違うんだ。違うんだよ湯島。お前は何もわかってない。何も見えてない。
数千の文字で紡いだ百を超える文章が大音量で脳内に響く。しかし、それは声帯を震わせることはなく、言葉になり損ねたまま、脳裏で消える。
僕はついに湯島に何も言えなかった。拳を固く握って俯くことしかできなかった。
ガタリ、と音がした。湯島が席を立ったのだろう。僕は仕方なく、ゆっくり顔を上げる。
「話はここまでだな。もうこれ以上聞きたいこともないだろ」
湯島は財布からレシートの切れ端を取り出すと、談話室の机に転がっているボールペンでなにやらそこに書き込み、僕に差し出してきた。

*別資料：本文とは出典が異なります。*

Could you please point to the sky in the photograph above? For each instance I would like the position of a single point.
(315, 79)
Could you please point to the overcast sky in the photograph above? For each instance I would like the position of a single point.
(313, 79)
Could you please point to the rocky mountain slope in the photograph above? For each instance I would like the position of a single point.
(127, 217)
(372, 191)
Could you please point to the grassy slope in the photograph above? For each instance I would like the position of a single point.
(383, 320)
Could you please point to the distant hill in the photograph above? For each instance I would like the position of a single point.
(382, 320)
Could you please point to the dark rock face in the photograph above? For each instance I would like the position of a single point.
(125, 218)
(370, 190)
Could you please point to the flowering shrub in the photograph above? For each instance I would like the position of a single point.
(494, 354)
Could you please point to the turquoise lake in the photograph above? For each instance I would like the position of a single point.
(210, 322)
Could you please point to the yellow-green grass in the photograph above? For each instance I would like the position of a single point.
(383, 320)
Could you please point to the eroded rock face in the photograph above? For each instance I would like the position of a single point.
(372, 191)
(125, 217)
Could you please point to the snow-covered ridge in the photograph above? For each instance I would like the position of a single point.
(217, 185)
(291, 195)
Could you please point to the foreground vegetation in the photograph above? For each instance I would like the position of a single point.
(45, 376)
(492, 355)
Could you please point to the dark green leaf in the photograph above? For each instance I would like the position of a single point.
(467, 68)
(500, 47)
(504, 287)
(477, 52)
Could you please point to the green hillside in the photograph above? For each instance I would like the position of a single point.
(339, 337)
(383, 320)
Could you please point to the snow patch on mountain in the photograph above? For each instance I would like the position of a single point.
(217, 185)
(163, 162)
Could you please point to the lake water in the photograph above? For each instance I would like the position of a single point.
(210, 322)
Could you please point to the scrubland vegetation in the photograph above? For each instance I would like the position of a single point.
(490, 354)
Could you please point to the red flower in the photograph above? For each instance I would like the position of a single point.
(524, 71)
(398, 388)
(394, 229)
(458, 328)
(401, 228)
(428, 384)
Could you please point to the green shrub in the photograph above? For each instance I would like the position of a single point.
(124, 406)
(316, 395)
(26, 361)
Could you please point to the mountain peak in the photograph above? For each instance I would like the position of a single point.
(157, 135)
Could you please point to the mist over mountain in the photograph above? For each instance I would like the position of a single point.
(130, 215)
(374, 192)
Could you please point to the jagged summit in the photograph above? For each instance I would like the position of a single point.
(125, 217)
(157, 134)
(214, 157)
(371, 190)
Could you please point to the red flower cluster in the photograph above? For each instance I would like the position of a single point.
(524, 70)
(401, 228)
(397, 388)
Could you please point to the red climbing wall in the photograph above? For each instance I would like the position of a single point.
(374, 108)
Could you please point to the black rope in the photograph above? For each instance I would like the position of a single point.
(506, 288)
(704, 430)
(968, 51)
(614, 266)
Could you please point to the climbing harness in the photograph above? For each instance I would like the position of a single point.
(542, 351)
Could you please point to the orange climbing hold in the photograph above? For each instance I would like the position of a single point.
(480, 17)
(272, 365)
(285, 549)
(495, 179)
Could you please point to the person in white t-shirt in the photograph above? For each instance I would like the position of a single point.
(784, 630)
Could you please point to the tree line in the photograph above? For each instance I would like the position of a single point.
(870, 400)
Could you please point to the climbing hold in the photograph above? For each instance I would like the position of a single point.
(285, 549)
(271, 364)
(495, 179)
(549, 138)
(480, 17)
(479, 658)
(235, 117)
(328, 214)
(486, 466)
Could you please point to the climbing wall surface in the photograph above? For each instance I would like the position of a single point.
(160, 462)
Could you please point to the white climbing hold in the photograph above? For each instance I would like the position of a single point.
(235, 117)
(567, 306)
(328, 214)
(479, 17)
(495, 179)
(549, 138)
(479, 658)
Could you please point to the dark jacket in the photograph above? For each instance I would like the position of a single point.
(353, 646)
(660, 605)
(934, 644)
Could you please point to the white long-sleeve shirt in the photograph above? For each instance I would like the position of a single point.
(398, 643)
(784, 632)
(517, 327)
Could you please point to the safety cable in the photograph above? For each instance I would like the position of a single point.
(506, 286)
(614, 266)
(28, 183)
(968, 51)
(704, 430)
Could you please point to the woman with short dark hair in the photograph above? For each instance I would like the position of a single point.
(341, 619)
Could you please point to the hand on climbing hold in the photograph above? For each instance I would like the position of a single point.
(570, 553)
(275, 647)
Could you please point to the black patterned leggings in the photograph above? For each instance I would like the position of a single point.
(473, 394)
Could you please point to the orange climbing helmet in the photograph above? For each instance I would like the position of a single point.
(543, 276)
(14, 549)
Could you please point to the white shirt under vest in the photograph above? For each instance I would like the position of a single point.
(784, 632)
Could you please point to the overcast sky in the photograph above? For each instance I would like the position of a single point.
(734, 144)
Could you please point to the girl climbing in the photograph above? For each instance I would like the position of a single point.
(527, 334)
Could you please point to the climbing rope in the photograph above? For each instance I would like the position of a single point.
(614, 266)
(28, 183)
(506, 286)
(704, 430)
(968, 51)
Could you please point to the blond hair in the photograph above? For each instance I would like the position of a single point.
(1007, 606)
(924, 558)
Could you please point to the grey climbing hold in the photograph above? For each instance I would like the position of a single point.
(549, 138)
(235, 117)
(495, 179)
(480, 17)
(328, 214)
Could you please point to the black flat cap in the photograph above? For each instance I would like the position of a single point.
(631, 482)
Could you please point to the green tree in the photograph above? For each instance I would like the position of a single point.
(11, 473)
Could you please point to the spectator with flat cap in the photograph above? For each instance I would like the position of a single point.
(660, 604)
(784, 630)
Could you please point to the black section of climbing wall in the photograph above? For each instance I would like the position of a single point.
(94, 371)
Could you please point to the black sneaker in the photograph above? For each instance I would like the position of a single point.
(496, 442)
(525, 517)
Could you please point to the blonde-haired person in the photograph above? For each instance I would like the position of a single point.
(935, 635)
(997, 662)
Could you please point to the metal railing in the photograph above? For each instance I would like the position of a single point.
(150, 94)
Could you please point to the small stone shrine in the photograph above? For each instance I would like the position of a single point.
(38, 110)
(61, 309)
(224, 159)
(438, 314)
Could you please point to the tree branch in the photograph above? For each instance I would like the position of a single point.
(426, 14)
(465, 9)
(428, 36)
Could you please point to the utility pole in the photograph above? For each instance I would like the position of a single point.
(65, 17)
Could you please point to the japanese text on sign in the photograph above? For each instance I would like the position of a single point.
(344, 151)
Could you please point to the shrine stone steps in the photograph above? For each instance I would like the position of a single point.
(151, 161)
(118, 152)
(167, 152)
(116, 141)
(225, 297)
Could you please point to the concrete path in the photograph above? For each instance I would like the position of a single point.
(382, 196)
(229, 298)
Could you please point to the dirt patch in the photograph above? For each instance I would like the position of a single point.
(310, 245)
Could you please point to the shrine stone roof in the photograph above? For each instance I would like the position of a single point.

「興奮して悪かったな。合言葉教えてくれる気があるなら、ここに頼む」
僕はそれを受け取らない。それどころではなかったから。崩れさった僕の中の何かの欠片を集めて組み直さなければ。
僕は情けないことに涙をこらえるのに必死で顔を上げていることすら辛かった。
メモを受け取らずに居ると、湯島は机にそれを残して背を向ける。
「もう昼休み終わるぞ。五限遅れちまう」
その言葉を最後に、湯島は談話室を跡にした。
僕がそこから動けずにいた。今一度、自分の思い、信念に、問いかける。自殺とは何か。
帰ってきた答えは自信あふれる思いでなく、昼休みの終りを告げるチャイムだった。
僕は、どうやら携帯のアドレスが書いてあるらしいメモ書きを眺めながら、そのチャイムをぼんやりと聴いていた。